すると、船内で爆発が起こった。 何事かと騒然とする中、よく通った低い声が響く。
「俺の用は終わったぞ。あとはお前の番だ銀時、好きに暴れるがいい。邪魔する奴は俺がのぞこう」
「てめェは…桂!!」
「違〜〜〜う!! 俺はキャプテンカツーラだァァァ!!」
手にしていた爆弾を放つ桂。 その様子を眺めていた弥生はおもむろに立ち上がる。
「?弥生ちゃん?」
「どうしたアルか?」
『…助太刀』
見上げる二人にそう告げると弥生は立ち込める煙りの中へと飛び込んだ。
行く手を遮る敵を片っ端から倒していけば、立つ敵は数人。最後に桂の背後を狙う天人へ一太刀浴びせると、弥生は刀を腰へ戻した。
「!お前は…」
弥生の存在に気付いた桂は驚きに染まる。そんな桂を暫く見つめると、弥生は人差し指と中指を額に当てる。
『…や、ヅラ』
「―――っ、ヅラじゃない、桂だァァァ!!」
「はァい、そこまで」
両手を広げ、弥生のもとへ駆け寄ってきた桂の顔面に彼女の背後から伸びた銀時の足がめり込む。 足を退かせば、くっきりと跡がつき鼻血を垂らす桂の顔面が表れた。
「何をする銀時。再会の抱擁ぐらいさせてくれてもよかろう」
「俺の時はアッパーカットだったじゃねェか」
「男と抱き合っても嬉しいワケがないだろう」
隙を見て、桂は弥生の手を引くとしっかりとその腕に抱き寄せた。
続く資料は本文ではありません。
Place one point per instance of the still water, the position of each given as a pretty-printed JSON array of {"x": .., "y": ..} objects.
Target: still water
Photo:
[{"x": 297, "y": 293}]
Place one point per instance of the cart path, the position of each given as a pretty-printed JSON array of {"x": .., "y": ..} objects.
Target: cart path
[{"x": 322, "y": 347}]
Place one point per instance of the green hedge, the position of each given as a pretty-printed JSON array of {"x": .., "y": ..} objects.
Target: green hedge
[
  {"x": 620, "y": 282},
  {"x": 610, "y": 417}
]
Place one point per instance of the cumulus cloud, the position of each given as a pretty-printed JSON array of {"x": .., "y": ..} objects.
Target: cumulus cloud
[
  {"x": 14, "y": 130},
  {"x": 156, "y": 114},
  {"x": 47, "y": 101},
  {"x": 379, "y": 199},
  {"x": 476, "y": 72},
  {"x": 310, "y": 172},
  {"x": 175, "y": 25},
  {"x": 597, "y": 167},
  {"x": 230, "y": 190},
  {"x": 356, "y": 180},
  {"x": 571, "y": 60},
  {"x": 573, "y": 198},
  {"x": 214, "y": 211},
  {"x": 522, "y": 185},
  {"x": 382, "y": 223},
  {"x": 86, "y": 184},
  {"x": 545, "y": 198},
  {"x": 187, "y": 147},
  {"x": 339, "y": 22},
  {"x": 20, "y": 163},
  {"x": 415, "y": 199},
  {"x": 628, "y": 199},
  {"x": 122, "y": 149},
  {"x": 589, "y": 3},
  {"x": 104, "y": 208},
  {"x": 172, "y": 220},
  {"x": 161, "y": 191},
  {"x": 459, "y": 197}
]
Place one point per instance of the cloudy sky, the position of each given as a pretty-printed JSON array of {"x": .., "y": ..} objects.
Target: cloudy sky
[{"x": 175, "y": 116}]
そんな二人を見て、青筋を浮かべる銀時を新八と神楽は見逃さない。
「弥生…お前、生きてたんだな」
『…』
「すっかり見違えたぞ。成長とはアレだな、こうも変化があるとは…いや、面影もしっかりと残ってはいるが、」
『………』
「…………弥生?」
何も返さない弥生を不思議に思い、身体を離して顔を覗くと小さく寝息を立てる弥生が。
「フッ…相変わらずだな」
微笑むと桂は弥生を横抱きにし、歩き出すが銀時が黙って見届ける訳もなく、桂の肩を掴んで阻止する。
「おーい。どォこ行く気だテメー」
「決まっている。弥生をちゃんとした場所で寝かせんとな」
「なら安心しろ。俺が連れ帰ってちゃんと寝かしつけてやらァ。つーワケでさっさと弥生離せコノヤロー」
「手負いのお前に弥生は持てまい」
「ナメんな。どんなに傷を負おうが持ってやるよ。そいつも俺の大事な荷物だ」
桂から弥生を奪い返すと銀時は手枷を取ろうと苦戦している二人へ向かう。 その後ろ姿を桂は笑みをたたえながら見つめていた。